St Joseph's Church, Sailortown, was closed by the Catholic Church in 2001, despite a parishioners' campaign to keep it open., external
Last year, the church was served with a "dangerous building" notice.
But the threat of demolition was staved off after a funding campaign by the Sailortown Regeneration Group.
The group has owned the building on a 150-year lease since 2008, and it wants to "fully restore" the building and eventually create a digital heritage interpretation centre.
"Today the Lord Mayor is officially opening the building; over the last year and a half there have been a lot of repairs and safety remedial work," Terry McKeown of Sailortown Regeneration Group said.
"Now we can open the building for meanwhile use - that means we can have events in it for the community.
"The first event last Friday was a night of music, poems and a film about Sailortown and what it means to the people.
"It was a fantastic night."
The dockland neighbourhood was once home to hundreds of families but in the 1970s the area drastically changed with the construction of the M2.
Many homes were demolished under the Belfast Urban Project initiative, resulting in local families moving away.
"Over the last year we have had a lot of work to do to it because there was rain flooding in, the walls were absolutely soaking," Ms McKeown said.
"If anybody knows the history of the area, Sailortown itself was decimated by the building of the motorway.
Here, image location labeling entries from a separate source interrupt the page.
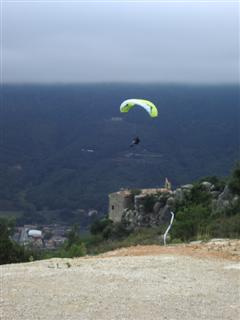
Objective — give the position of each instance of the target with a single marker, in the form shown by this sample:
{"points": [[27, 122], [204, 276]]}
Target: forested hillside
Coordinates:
{"points": [[68, 146]]}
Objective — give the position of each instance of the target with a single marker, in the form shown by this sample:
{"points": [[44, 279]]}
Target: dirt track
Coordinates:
{"points": [[197, 281]]}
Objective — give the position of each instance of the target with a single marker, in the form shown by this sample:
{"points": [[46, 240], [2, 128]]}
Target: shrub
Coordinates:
{"points": [[99, 225], [234, 183]]}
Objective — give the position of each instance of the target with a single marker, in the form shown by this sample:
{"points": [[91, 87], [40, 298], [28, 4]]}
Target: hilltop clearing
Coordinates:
{"points": [[194, 281]]}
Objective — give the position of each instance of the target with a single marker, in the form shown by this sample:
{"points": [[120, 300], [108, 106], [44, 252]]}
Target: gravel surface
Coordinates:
{"points": [[122, 286]]}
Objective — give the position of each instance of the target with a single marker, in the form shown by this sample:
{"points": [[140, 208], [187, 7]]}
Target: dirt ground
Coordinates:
{"points": [[182, 282]]}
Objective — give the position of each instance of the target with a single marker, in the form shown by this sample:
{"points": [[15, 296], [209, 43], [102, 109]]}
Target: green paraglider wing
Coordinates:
{"points": [[147, 105]]}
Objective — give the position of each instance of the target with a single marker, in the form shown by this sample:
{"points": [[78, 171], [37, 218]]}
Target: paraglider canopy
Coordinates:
{"points": [[147, 105]]}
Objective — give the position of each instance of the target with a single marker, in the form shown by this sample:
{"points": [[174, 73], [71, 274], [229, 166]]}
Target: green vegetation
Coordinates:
{"points": [[43, 167], [10, 251]]}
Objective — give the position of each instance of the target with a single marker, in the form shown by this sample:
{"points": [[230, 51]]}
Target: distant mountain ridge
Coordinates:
{"points": [[46, 130]]}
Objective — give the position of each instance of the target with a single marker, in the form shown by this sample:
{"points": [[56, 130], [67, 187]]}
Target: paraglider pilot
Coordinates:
{"points": [[135, 141]]}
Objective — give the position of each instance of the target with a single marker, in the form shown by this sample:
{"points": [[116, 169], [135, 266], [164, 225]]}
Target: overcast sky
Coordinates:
{"points": [[64, 41]]}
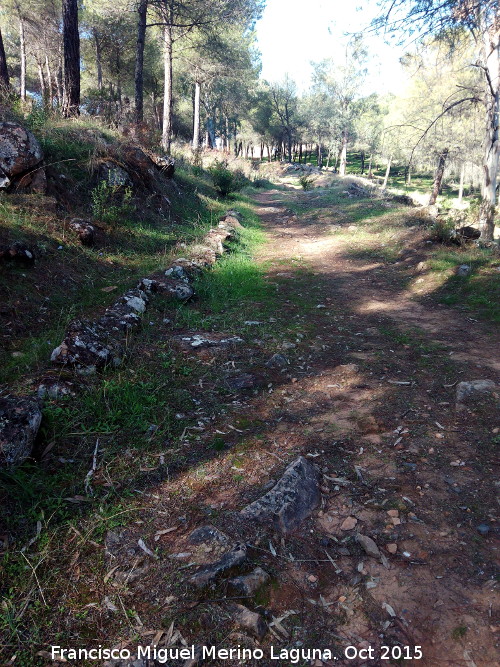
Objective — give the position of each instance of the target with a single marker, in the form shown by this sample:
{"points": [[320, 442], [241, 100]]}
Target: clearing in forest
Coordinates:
{"points": [[350, 360]]}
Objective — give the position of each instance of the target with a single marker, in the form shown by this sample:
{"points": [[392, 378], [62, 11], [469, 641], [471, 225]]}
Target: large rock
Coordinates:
{"points": [[17, 252], [179, 290], [20, 152], [248, 620], [90, 346], [115, 175], [248, 584], [83, 229], [165, 164], [473, 392], [291, 500], [221, 553], [20, 419]]}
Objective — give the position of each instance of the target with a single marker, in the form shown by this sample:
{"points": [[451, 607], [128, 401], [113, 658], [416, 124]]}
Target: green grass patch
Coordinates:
{"points": [[479, 292]]}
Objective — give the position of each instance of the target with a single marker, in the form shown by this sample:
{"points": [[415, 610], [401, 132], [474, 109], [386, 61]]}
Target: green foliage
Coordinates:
{"points": [[307, 182], [441, 231], [225, 180], [110, 203]]}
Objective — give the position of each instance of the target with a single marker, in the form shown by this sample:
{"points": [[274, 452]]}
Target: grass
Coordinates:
{"points": [[478, 292], [130, 414], [69, 279]]}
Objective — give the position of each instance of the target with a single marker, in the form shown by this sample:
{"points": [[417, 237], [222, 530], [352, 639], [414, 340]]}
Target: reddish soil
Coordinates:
{"points": [[369, 397]]}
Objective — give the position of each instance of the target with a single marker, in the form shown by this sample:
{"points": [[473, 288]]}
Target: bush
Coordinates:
{"points": [[442, 230], [307, 182], [262, 183], [110, 204], [225, 180]]}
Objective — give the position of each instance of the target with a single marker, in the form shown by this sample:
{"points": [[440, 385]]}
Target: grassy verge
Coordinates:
{"points": [[69, 279], [138, 420]]}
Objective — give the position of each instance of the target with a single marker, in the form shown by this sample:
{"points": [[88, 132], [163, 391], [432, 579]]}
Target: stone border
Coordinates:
{"points": [[90, 346]]}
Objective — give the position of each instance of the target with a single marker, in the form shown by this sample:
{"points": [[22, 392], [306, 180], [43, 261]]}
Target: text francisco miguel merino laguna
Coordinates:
{"points": [[162, 655]]}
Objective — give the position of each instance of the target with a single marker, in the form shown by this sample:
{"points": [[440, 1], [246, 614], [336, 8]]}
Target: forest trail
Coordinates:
{"points": [[382, 375], [341, 354]]}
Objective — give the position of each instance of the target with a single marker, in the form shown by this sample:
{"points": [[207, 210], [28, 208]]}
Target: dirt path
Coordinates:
{"points": [[364, 387], [384, 370]]}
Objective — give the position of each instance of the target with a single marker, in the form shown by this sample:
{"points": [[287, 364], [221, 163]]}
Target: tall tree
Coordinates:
{"points": [[448, 20], [179, 18], [4, 72], [284, 97], [342, 83], [142, 10], [71, 43]]}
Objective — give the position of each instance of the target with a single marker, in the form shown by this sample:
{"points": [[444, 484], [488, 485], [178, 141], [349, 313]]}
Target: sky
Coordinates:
{"points": [[292, 33]]}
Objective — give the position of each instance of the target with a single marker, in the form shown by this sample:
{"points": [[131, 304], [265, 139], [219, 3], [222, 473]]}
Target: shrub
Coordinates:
{"points": [[307, 182], [442, 230], [262, 183], [225, 180], [109, 204]]}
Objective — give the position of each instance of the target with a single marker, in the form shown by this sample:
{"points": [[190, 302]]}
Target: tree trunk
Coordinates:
{"points": [[196, 116], [289, 145], [142, 11], [41, 76], [438, 178], [408, 175], [228, 137], [71, 42], [491, 58], [4, 73], [343, 155], [387, 172], [22, 48], [461, 186], [167, 96]]}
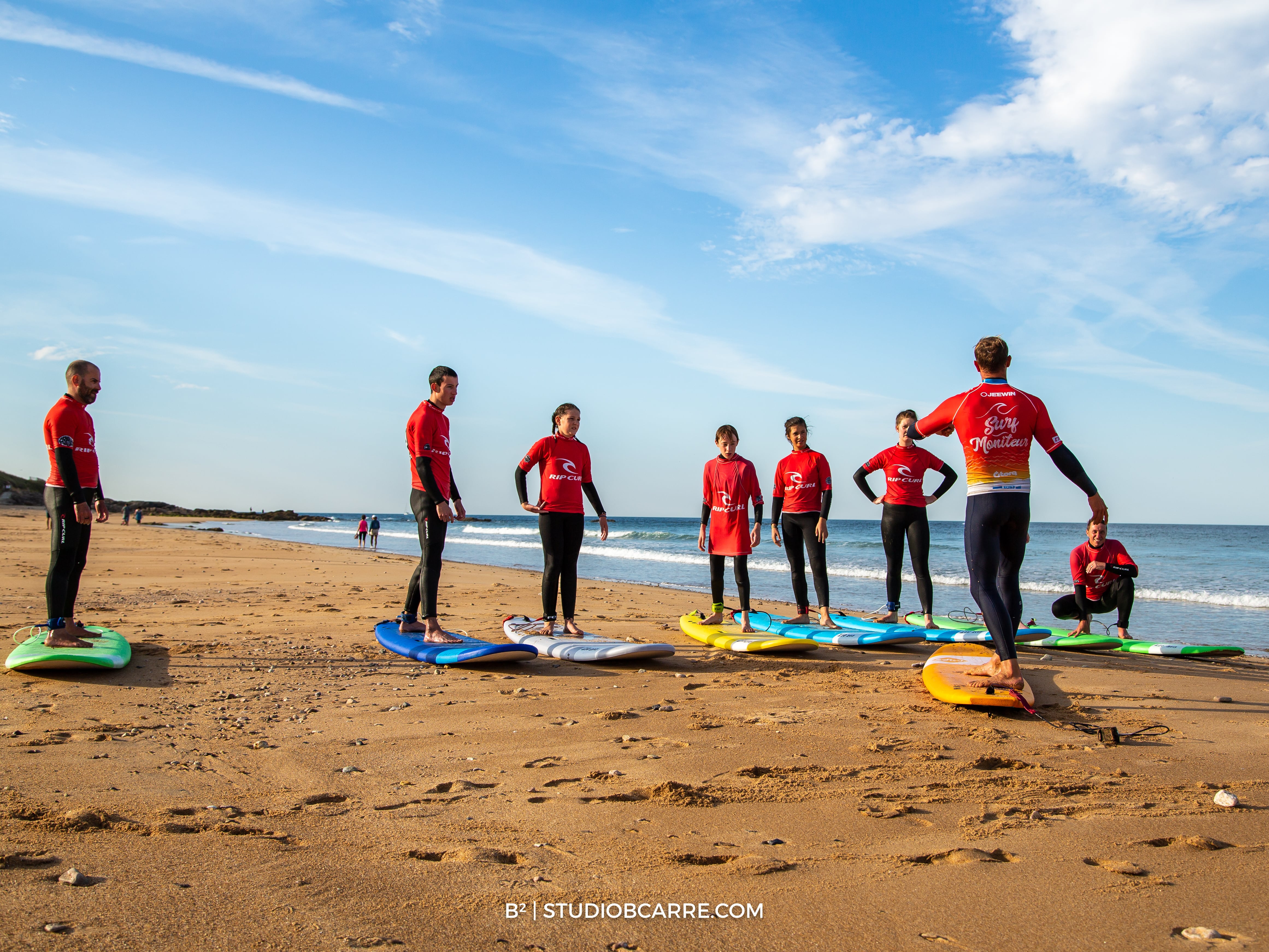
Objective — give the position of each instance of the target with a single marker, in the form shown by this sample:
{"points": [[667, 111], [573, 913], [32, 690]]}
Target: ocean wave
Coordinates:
{"points": [[483, 536]]}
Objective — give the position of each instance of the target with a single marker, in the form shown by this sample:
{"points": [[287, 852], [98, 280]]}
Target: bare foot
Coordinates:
{"points": [[63, 638], [440, 636], [1002, 681]]}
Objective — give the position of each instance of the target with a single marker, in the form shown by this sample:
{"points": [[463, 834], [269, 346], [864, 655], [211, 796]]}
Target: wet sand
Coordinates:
{"points": [[829, 789]]}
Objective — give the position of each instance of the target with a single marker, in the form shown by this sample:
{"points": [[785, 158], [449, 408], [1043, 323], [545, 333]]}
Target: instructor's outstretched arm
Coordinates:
{"points": [[1070, 468]]}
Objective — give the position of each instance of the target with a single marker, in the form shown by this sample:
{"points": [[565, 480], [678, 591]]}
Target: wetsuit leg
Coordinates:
{"points": [[794, 544], [716, 567], [574, 528], [1122, 593], [894, 525], [1067, 610], [432, 542], [996, 545], [919, 545], [740, 564], [68, 554]]}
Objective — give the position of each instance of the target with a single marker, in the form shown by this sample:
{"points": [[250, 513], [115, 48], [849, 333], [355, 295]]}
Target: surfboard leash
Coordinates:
{"points": [[1107, 735]]}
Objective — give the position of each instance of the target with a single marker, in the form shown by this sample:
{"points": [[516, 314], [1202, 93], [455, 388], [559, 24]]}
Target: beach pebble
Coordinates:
{"points": [[1200, 933]]}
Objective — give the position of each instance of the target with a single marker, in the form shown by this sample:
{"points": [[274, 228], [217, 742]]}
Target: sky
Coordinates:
{"points": [[267, 223]]}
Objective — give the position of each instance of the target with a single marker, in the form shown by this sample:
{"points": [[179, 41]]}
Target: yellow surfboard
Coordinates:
{"points": [[729, 636], [947, 677]]}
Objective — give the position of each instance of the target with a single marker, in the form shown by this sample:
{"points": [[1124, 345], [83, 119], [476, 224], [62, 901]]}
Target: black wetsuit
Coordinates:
{"points": [[912, 521], [799, 532], [561, 545], [70, 539], [432, 540]]}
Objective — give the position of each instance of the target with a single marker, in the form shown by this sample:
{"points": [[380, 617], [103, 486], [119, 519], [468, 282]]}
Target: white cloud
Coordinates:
{"points": [[25, 27], [514, 275]]}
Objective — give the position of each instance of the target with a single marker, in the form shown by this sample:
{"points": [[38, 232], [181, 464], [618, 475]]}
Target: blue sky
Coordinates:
{"points": [[268, 221]]}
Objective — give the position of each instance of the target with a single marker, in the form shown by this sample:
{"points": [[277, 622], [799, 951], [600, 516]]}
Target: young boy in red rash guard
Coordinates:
{"points": [[730, 484]]}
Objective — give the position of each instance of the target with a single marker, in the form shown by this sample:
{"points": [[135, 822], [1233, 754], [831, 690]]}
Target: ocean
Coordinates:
{"points": [[1199, 584]]}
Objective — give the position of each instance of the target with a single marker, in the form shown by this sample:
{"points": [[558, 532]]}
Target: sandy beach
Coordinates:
{"points": [[264, 776]]}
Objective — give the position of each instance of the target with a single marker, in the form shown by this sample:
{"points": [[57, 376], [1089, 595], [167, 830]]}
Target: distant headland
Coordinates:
{"points": [[16, 490]]}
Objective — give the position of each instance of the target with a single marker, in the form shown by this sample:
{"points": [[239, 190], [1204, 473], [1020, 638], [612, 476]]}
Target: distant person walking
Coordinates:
{"points": [[1103, 573], [73, 493], [427, 437]]}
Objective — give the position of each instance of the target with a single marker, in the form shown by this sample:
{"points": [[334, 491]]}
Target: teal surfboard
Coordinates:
{"points": [[111, 650]]}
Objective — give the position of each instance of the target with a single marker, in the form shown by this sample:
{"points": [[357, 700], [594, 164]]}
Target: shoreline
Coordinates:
{"points": [[828, 788]]}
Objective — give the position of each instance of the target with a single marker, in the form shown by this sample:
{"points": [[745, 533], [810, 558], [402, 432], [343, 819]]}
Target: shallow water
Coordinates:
{"points": [[1201, 584]]}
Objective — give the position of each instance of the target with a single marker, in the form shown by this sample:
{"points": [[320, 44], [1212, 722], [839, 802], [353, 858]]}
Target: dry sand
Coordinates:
{"points": [[899, 823]]}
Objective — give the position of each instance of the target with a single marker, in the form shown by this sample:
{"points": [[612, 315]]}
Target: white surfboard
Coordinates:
{"points": [[589, 648]]}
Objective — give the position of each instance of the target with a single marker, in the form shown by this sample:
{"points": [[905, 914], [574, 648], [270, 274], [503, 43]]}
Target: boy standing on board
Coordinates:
{"points": [[1103, 573], [997, 424], [73, 493], [729, 485], [427, 437]]}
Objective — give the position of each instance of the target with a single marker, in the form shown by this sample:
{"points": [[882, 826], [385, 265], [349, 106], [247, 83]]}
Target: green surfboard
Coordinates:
{"points": [[111, 650], [1059, 639]]}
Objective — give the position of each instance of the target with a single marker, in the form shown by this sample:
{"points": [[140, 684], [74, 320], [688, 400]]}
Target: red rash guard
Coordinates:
{"points": [[1096, 584], [800, 479], [428, 435], [905, 473], [728, 488], [68, 424], [997, 423], [564, 465]]}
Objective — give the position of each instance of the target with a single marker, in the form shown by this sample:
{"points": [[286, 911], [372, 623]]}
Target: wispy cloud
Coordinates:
{"points": [[575, 298], [25, 27], [414, 343]]}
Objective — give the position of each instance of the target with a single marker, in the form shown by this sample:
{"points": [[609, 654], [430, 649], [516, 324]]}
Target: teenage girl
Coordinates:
{"points": [[729, 485], [564, 466], [800, 507], [904, 513]]}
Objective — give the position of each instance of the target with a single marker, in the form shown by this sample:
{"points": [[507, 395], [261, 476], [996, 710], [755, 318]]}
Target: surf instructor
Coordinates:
{"points": [[564, 469], [997, 424], [74, 498], [427, 438]]}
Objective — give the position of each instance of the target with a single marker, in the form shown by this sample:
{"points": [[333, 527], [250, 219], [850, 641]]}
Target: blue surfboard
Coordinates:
{"points": [[471, 652], [847, 638]]}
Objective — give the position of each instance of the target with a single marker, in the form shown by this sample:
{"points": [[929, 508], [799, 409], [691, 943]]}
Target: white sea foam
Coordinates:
{"points": [[497, 537]]}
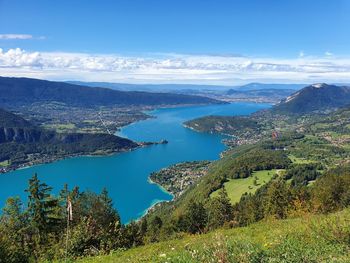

"It was isolated from north Belfast and from the centre of town.
"This was where the generations of the family came: they were married here, they were christened here - one of our people goes back six generations in this area.
"It is not just a huge religious memory but a community memory for them, that's why they felt so strongly about it."
Ms McKeown said the second phase of the preservation project would see a two-year programme of events and the group presenting a business case for "getting a full restoration of the building and to regenerate the area of Sailortown".
If successful, it would then move on to the third phase of creating a digital heritage interpretation centre.
"If we want to get full restoration of the building, it will cost a couple of million pounds," Ms McKeown added.
"We are sitting in the middle of an area that is poor and neglected but around us there are developments being planned that will cost hundreds of millions of pounds, we are just looking a couple of million.
"Many old buildings are being knocked down around Belfast, we own the last vestige of history of Old Sailortown and we want to keep it for the people here.
"We would hope phase three would be a full restoration of the building and the creation of a digital heritage interpretation centre."